The exhibition also contains mixed-media artists, who experiment with form, medium and texture to capture the dynamism of the Cornish coast. Mike Bernard’s work begins as on-the-spot sketches, which are then built with layers of paper collage, newspapers, tissue, leaflets and magazines, infiltrated with strokes of acrylic ink. Bernard tells of the final stages of the process, which bring the scene to life. “From this state of chaos, I endeavour to define the subject through various drawing techniques, to a finished stage where the subject has recognizable passages, but at the same time retain a semi-abstract, impressionistic feel, engaging the viewer’s imagination.” Bernard’s chaotic calm will be paired with the prints of Trevor Price, which draw on the humour, tenderness and form of preceding artists such as Pablo Picasso and Ben Nicholson. His vivid linocuts rely on shape, perspective and depth of field to tell the story of a scene, such as gazing from a flower-pot lined window out onto the shining moon above the ocean beyond in his piece ‘Moonlight over the Bay’. Both artists’ work draw you in amongst the scene, causing you to feel the presence of the surrounding houses, streets and ornaments that decorate the pieces.

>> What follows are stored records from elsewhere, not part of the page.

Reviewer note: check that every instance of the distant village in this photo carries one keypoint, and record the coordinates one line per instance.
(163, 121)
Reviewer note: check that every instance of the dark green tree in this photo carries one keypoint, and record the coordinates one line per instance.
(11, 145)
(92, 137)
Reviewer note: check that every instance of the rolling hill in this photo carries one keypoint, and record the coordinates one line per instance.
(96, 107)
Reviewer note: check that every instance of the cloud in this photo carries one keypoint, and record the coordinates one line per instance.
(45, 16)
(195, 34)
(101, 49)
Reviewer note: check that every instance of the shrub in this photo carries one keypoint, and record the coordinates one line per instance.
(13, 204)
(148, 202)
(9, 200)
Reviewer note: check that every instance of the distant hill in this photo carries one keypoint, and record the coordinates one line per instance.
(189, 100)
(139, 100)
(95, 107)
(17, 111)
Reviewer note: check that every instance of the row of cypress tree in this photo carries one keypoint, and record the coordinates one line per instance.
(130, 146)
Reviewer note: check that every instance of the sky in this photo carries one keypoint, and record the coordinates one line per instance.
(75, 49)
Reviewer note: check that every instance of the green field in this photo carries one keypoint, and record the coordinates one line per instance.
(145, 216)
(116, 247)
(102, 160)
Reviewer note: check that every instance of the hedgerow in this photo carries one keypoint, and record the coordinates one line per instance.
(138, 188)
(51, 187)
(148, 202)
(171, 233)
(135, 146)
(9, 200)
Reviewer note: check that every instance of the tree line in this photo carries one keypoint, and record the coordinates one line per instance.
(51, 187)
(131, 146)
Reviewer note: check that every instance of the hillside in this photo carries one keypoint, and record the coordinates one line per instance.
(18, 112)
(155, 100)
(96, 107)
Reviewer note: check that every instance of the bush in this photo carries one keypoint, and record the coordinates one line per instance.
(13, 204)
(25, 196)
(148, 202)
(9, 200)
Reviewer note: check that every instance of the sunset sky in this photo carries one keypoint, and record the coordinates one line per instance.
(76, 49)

Two highly anticipated artists also featured are Anne Barrell and Craig Underhill, whose hand-built ceramics merge the emotion and secrets of the west Cornwall coastline into beautifully crafted physical artefacts. Inspired by the famous St Ives mariner and ‘primitive’ painter, Alfred Wallis, Anne Barrell’s historical style rum cups, pedestal bowls, platters and jugs use the unique sgraffito technique of scratching through the surface of the slips before firing. The end result is characterful and charming pieces which merge maritime history with current lived experience, showing the timeless and everlasting culture of the seaside. Contrasting with Barrell’s historical take on the Cornish coast are Craig Underhill’s modern and enigmatic ceramics, which give shape to the elemental structures of the shoreline. “I enjoy the challenge and rewards of exploring the unfamiliar, of making new shapes and searching for new mark-making techniques,” Underhill says of his hand-built slab forms on which he builds layers of engobes, slips and underglaze colours. The final product is playful, visceral and striking – pieces which are complemented by his abstract seafront paintings. This collection of dramatically different and dynamic artists and styles are unified by one thing – their love of the ocean and the stories it tells. The exhibition, which will be held at the gallery’s new home at 22 Fore Street, St Ives – runs from 1st May to 26th June and is a visual replication of those stories, inviting viewers to view the ocean imaginatively, playfully and from a deep, emotional perspective.